I had dinner the other night with a fascinating group of folks building AI-enabled products. PMs from companies like
@perplexity_ai and
@harvey__ai, plus engineers and founders. One question kept coming up:
Why haven't incumbent software providers been able to leverage their valuable data assets yet?
Both giants like
@salesforce and growth-stage companies with 10 years of collected data seem to be struggling to deliver truly differentiated AI experiences. Most of us would assume these companies are sitting on data gold mines that should give them a massive advantage. But is that actually true?
One perspective I found compelling: The historical data these companies have collected simply isn't the right kind to make AI models truly effective. The workflow data, outcomes data, or database info they've aggregated over the years might not be as useful as we'd think.

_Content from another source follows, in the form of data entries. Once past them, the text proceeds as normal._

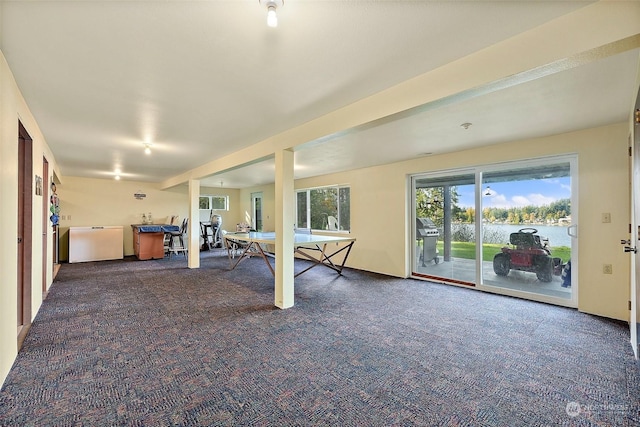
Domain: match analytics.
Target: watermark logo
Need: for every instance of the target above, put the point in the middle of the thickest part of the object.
(573, 409)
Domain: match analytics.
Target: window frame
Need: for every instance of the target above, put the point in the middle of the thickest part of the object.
(339, 215)
(210, 198)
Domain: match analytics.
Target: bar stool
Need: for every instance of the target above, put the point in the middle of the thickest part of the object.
(176, 239)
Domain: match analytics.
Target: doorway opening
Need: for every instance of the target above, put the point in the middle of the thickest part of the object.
(256, 211)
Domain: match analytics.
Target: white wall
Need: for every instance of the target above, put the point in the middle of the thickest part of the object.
(379, 208)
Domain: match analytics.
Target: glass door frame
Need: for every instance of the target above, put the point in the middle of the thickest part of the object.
(572, 159)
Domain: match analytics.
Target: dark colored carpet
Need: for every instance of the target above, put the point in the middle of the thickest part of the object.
(153, 343)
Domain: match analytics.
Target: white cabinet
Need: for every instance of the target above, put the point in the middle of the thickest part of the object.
(95, 243)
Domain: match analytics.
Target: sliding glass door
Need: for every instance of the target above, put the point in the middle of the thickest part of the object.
(526, 226)
(505, 228)
(444, 227)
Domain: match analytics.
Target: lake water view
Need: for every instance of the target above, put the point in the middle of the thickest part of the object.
(557, 234)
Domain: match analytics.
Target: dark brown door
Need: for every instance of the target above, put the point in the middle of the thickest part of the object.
(25, 187)
(45, 223)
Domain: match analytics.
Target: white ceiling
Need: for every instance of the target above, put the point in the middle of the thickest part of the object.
(203, 79)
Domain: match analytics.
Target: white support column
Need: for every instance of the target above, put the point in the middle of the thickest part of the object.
(194, 224)
(285, 200)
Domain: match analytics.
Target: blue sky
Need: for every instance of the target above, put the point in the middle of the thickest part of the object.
(518, 193)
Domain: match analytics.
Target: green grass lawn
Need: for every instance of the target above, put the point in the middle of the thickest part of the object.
(468, 250)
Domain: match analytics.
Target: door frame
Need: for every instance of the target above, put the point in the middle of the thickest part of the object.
(634, 235)
(254, 212)
(25, 237)
(45, 224)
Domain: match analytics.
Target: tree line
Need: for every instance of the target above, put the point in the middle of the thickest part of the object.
(430, 204)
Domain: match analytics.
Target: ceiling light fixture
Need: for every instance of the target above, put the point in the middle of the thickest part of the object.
(272, 6)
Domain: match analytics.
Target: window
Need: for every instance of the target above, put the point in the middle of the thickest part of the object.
(214, 203)
(325, 208)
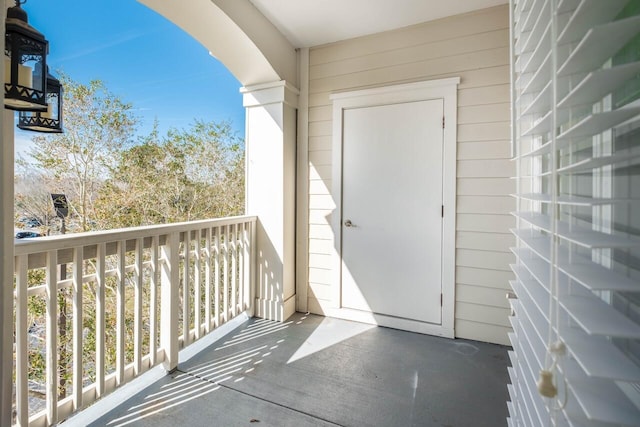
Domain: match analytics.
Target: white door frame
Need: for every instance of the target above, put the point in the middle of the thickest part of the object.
(445, 89)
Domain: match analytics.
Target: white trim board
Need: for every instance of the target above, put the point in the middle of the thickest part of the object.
(445, 89)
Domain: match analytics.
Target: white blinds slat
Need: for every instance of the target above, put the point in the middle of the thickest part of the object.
(586, 15)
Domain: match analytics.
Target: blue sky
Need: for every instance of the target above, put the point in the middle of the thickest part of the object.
(141, 57)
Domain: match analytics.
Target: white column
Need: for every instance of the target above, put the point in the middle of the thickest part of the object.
(6, 254)
(271, 184)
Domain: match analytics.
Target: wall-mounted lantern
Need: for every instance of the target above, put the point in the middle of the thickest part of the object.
(25, 63)
(49, 121)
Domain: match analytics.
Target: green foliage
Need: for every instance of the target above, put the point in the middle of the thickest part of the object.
(195, 173)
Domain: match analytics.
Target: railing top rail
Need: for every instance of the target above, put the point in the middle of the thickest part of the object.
(43, 244)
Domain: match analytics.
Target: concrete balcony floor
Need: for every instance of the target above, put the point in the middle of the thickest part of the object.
(316, 371)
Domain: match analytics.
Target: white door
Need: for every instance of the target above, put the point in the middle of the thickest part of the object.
(392, 164)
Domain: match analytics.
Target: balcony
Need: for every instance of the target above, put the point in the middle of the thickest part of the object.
(164, 286)
(172, 286)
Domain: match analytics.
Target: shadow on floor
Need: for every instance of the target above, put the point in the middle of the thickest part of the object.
(317, 371)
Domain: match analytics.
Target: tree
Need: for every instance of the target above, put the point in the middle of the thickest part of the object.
(98, 126)
(193, 173)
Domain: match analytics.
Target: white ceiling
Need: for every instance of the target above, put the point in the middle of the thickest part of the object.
(309, 23)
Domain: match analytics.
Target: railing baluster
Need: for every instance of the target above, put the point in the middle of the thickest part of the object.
(234, 265)
(208, 281)
(169, 296)
(186, 306)
(78, 255)
(137, 311)
(254, 263)
(216, 277)
(225, 261)
(100, 317)
(153, 303)
(197, 286)
(120, 311)
(22, 339)
(247, 266)
(241, 261)
(52, 337)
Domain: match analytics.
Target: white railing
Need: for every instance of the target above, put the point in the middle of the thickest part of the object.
(132, 298)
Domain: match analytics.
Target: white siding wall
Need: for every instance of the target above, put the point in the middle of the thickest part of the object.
(474, 47)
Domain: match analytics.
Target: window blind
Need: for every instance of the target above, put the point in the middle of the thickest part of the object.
(576, 143)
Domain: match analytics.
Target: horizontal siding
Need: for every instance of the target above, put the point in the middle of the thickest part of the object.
(474, 47)
(485, 223)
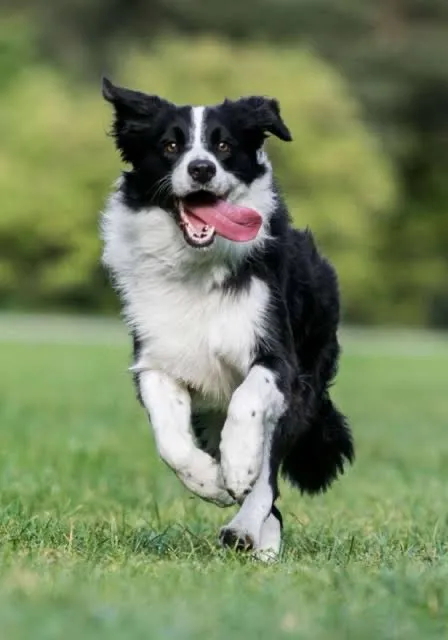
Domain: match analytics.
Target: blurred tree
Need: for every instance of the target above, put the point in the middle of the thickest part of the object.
(57, 166)
(393, 52)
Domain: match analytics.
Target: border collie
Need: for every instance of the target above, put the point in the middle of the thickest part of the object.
(233, 313)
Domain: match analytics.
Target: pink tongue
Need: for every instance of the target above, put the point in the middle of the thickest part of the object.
(230, 221)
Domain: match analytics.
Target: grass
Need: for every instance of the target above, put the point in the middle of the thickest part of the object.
(99, 540)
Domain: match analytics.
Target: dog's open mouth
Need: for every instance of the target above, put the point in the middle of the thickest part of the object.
(202, 215)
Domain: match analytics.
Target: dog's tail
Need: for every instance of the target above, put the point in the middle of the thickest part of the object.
(320, 452)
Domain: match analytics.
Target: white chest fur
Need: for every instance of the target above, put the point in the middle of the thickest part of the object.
(189, 326)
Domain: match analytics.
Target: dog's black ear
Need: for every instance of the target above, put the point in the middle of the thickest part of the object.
(129, 102)
(258, 112)
(135, 115)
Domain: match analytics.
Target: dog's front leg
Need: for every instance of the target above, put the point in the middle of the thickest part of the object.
(254, 410)
(257, 525)
(169, 407)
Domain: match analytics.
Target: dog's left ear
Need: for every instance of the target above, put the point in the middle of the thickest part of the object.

What's most valuable in building agentic AI isn't just workflow data or outcomes data—it's a granular understanding of how humans actually perform tasks. This includes all the context switching between applications and even offline activities that traditional software workflows don't capture. The real value is understanding the detailed ontology of how tasks get done so you can replicate that in an agent. AI-native companies are building these task-level datasets from scratch and at the same time incumbents are trying to figure this out—potentially leveling the playing field.
The counter perspective: Incumbents aren't failing; they're just slower. Over the next 12-18 months, we'll see them release AI that delivers differentiated insights thanks to this accumulated data. Their data is valuable; they're just taking longer to leverage it effectively. I don't know which view is right, but both offer interesting frames for thinking about the AI landscape and who might win in the long run.
Curious what you all think—will incumbents' data moats prove valuable, or are AI-native companies starting on more equal footing than we might assume? Which incumbents are starting to leverage their data most effectively?